Challenged following his speech to address the question of tariffs, he recalled that the U.K has a trade deficit vis-à-vis the EU. “Who does it harm more if we end up in a new tariff environment,” Fox asked.

Addressing a second question, he said that British access to Europe’s market was to the benefit of the people of Europe, if not for institutions in Brussels.

Speaking to an audience in Manchester, Liam Fox said the British people presented the U.K with “a golden opportunity” to forge new links with the world. Rather than closing to the world, Brexit meant Britain was “free” to make new trade arrangements with the rest of the world. The first deal he expects to sign is with Australia.

WTO membership and hard Brexit

Fox said that World Trade Organization membership meant that there was a truly global trade regime, which he called “post-geographical.” Britain would continue to advocate for free trade outside the EU.

The reference to WTO independent membership means Mr. Fox is advocating “hard Brexit,” with negotiated access rather than membership of the EU single market.

Earlier in the day, the Italian Prime Minister Matteo Renzi said diplomatically that Britain could not get a better deal than other states outside the EU.

The former leader of the Liberal Democrats and current EU spokesman, Nick Clegg, called Mr.
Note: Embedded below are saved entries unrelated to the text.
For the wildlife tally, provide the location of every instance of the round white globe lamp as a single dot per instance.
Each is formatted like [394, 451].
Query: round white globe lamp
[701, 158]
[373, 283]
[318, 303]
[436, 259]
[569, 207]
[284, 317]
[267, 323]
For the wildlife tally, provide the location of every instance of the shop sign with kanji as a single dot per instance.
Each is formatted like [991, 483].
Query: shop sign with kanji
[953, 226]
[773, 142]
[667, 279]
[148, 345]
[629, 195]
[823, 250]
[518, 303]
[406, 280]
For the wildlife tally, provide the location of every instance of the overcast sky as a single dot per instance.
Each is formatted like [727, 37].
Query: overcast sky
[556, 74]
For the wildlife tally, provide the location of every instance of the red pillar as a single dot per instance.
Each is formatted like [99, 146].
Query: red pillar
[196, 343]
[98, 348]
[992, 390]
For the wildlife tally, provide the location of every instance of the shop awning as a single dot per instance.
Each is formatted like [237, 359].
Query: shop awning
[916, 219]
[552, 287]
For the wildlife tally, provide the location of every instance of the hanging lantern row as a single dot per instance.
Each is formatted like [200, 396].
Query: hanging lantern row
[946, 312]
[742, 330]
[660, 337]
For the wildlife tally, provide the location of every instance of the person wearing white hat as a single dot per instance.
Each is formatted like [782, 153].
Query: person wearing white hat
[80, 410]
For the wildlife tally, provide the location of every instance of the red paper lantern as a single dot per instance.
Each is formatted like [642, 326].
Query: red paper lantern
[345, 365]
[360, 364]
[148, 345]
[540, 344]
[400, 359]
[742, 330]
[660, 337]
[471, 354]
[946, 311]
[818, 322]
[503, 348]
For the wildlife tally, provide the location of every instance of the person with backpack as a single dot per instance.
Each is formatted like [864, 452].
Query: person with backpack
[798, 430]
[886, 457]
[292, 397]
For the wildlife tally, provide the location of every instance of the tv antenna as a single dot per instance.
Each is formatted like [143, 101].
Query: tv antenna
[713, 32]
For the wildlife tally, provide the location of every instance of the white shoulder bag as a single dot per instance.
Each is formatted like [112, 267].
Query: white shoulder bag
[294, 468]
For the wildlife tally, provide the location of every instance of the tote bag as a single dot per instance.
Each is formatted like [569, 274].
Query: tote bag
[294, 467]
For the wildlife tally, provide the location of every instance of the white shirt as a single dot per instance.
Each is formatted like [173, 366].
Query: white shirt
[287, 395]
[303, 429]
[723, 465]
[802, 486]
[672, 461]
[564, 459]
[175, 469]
Fox “delusional.” “… Leaving the EU’s customs union and single market will bring a deluge of new Brexit red tape down on the heads of British businesses,” Clegg said.

Hard Brexit

There is now an emerging consensus that the British government will seek control over immigration and, in order to achieve that, it is willing to sacrifice single market membership. The operative word now is “access.”

At the Conservative Party Conference on Sunday, British Prime Minister Theresa May will face pressure from both Leave and Remain campaigners to clarify the government’s objectives for the forthcoming two-year negotiation.